Owing to vascular abnormalities affecting the gastrointestinal (GI) tract, patients with systemic sclerosis (SSc) vs healthy controls are at significantly greater risk of experiencing GI bleeding events, according to study results published in Arthritis Research & Therapy.
Investigators of this retrospective, nationwide database study sought to evaluate the role of SSc in determining the long-term risk for bleeds in the upper and lower GI tracts.
The study included data of 3665 patients diagnosed with SSc and 18,325 healthy controls matched by age, sex, and index date. Researchers used the Catastrophic Illness Patient Database and the National Health Insurance Research Database in Taiwan from 1998 to 2007 to collect data of patients who were followed-up until the diagnosis of GI bleeding, death, withdrawal from the insurance program, or the end of 2008. After adjusting for age, sex, comorbidities, concomitant medication use, and time-dependent covariates, investigators compared the risk for GI bleeding among participants with and without SSc; peptic and nonpeptic ulcer bleeding were also evaluated.
During the 10-year follow-up, 5.21% (n=191) of participants with SSc were diagnosed with GI bleeding vs 3.68% (n=675) of the healthy controls.

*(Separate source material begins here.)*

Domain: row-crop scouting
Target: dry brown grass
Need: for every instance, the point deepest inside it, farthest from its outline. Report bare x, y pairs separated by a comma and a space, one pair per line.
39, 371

Among patients with SSc, the incidence rate ratio for overall GI bleeding was 979.37 (95% CI, 847.27-1125.137) per 100,000 person-years, for upper GI bleeding was 591.75 (95% CI, 493.68-709.30) per 100,000 person-years, and for lower GI bleeding was 528. 20 (95% CI, 436.24-639.53) per person-years.
Systemic sclerosis was found to be an independent risk factor for GI bleeding events in the multivariate-adjusted subdistribution hazards model, revealing a hazard ratio of 2.98 (95% CI, 2.21-4.02; P <.001) for overall GI bleeding, 2.80 (95% CI, 1.92-4.08; P <.001) for upper GI bleeding, and 3.93 (95% CI, 2.52-6.13; P <.001) for lower GI bleeding. In terms of upper GI bleeding, patients with SSc had increased risk for peptic ulcer bleeding and nonpeptic ulcer bleeding (adjusted subdistribution hazard ratios 2.52 [95% CI, 1.64-3.88]; P <.001 and 3.57 [95% CI, 2.27-5.61]; P <.001).
The male sex, older age, comorbid diabetes, and hypertension were related to higher overall GI bleeding risk. In addition, nonsteroidal anti-inflammatory drugs were associated with risk for overall GI bleeding, upper GI bleeding, and peptic ulcer bleeding. Antiplatelet therapies and steroids were associated with higher risk for nonpeptic ulcer bleeding and lower GI bleeding.
Study limitations included a lack of data on disease duration and severity and the fact that diagnoses were not based on classification criteria recognizing early or mild SSc symptoms. Only GI bleeding events that warranted hospitalization were included, and patients with obscure GI bleeding who did not undergo endoscopy or enteroscopy may have been misclassified. Demographic and patient characteristics, including smoking status, alcohol use, and nutrition, were not provided. Finally, the investigators were not able to calculate over the counter nonsteroidal anti-inflammatory drug use.
Overall, patients with SSc were found to be at significantly higher risk for GI bleeding events compared with individuals without SSc.
“Gastroenterologists, rheumatologists, and primary health care providers should be aware of GI bleeding risk in [patients with] SSc, and esophagogastroduodenoscopy and monitoring for GI complications should be considered,” the researchers concluded.
Lin YT, Chuang Y-S, Wang J-W, Wu P-H. High risk of gastrointestinal hemorrhage in patients with systemic sclerosis. Arthritis Res Ther. 2019;21(1):301.